That's significantly shorter than Yahoo's previous 13-month retention period. It's also shorter than Microsoft's 18 months, Google's nine months and the six-month maximum suggested by European regulators. But it's also far longer than three days -- the length of time that IAC retains search query logs for users who deploy AskEraser.
In a conference call with reporters, Yahoo privacy head Anne Toth said the company hopes to bring "closure" to controversy surrounding the company's retention of data about users.
If that's Yahoo's goal, the company will be disappointed. While some privacy advocates are cheering the company's decision, significant questions remain.
First of all, Yahoo's method for anonymizing the data remains controversial.
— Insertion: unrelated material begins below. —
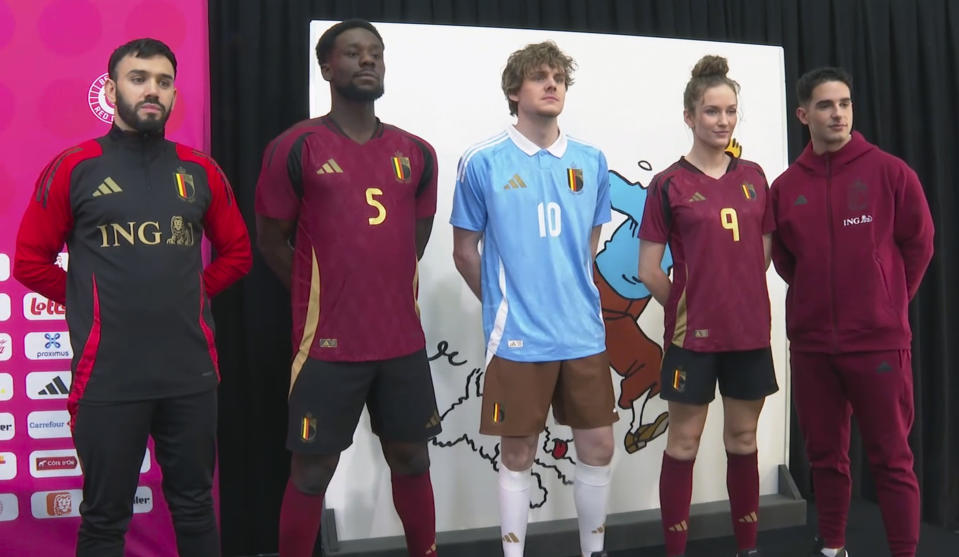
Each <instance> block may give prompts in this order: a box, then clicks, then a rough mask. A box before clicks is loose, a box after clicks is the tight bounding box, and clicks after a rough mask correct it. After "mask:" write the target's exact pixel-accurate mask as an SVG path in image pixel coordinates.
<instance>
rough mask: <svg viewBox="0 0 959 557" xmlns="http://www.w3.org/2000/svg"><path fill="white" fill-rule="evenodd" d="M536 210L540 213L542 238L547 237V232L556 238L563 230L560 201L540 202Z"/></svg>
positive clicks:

Search companies typically store logs tying users' queries to their IP addresses. Yahoo will anonymize those logs by deleting the last octet of IP addresses. But doing so leaves the majority of the IP address intact. The portion that's left can, in some circumstances, suffice to identify a user.
Yahoo also says that, after 90 days, it will strip its search query records of information like names, telephone numbers, or other data that could in itself help deduce users' identities. That, combined with the IP modifications, could make it harder to deduce specific individuals' identities from Yahoo's records -- but it's still not impossible.
Additionally, Yahoo isn't anonymizing everything. For instance, it says it won't scrub data that could be used to identify fraud, but the company is maddeningly vague about which type of data that is.
An even more pressing question is why Yahoo needs to keep IP addresses for even 90 days. Search companies typically say they need logs tying users' queries to their IP addresses in order improve their search results and guard against click fraud. Yet they've never once satisfactorily explained how and why retaining the data for months on end accomplishes those goals.